Однако “стереть” морок так и не получалось. Более того, сквозь завесу дымки на моих изумлённых глазах отчётливо проступал длинный, ярко освещённый коридор с блестящим светлым каменным полом, не имеющий ничего общего с окружавшей меня мастерской.
Я даже неуверенно оглянулась назад и в ту же секунду, не успев ни осознать, ни особо испугаться происходящего, потеряла сознание. *
Очнулась в какой-то странной больнице. То, что это именно лазарет — было понятно по характерному запаху и обстановке помещения.
Длинная комната со светлыми стенами, простенькими полотняными занавесками и деревянным полом. Несколько низких, аккуратно заправленных кроватей, из которых занята только одна. Мной.
—Что за провинциальный антураж, и как я сюда вообще попала?— думала я, ощупывая голову и нудно саднившие шею и грудь.
То, что падала в обморок я всего лишь с высоты собственного роста — помнила совершенно точно. Иначе говоря, в больницу, теоретически, могла и угодить, но то, чтобы где-то ещё сохранилась подобная обстановка — было совершенно невероятно и объяснения не имело.
Опять же травмы. Ладно ещё голова — бог его знает, может за спиной неудачно находился какой-нибудь острый угол. А при чём тут шея и грудь?
Судорожно соображая, что вообще происходит, попыталась приподняться на постели. В этот момент явственно почувствовала, как по спине легла тяжёлая коса.
— Мама! — пискнула я, боясь пошевелиться и проверить собственную догадку.
Медленно опустила взгляд вниз. Нет, руки — явно мои, ноги — вроде, тоже.
—Родинка!

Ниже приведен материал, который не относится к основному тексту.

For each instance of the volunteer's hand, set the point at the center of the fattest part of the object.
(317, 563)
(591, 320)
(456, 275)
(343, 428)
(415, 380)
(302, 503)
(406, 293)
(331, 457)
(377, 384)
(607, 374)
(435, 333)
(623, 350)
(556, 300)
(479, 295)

Наша семейная родинка на внутренней стороне бедра!— кинулась проверять я, — …На месте!
Но за спиной, разрывая шаблоны мышления, упрямо висела длинная, довольно толстая, изрядно растрёпанная коса.
Осторожно поведя головой таким образом, чтобы она переместилась из-за плеча на туго перебинтованную грудь, взяла в руки, тихонько подёргала для надёжности — видение не исчезло.
Каких только нелепых предположений не выдвигало в этот момент моё сознание. Подходящих аргументов в защиту какой-либо разумной гипотезы, сколько-нибудь объяснявшей э-э-э… м-м-м… это преображение, упрямо не находилось.
Даже если предположить, что я внезапно впала в кому — нужно было лет десять в ней проваляться, чтобы моя пацанская стрижка отрасла до такой длины.
За светлой дверью послышались шаги и приглушённый разговор.
Я уже было набрала в лёгкие воздуха, чтобы задать одолевающие меня вопросы, открыла рот, но… тут же его и захлопнула, увидев кто прямо сейчас направляется к моей кровати. Это была целая делегация из нескольких чуднО одетых людей.
Одна разряженная в бутафорское длиннополое тёмно-вишнёвое платье… дама (по другому язык не повернулся даже подумать, не то, чтобы сказать) со строгим озабоченным лицом. Рядом с ней шла другая женщина в таком же старинном, но более простом одеянии, длинном белом фартуке — явно медицинского назначения и такой же незамысловатойкосынке, скрывавшей волосы. Ещё одна девушка в совсем уж простеньком платье тут же бросилась поправлять мою постель. И ещё трое каких-то мужчин.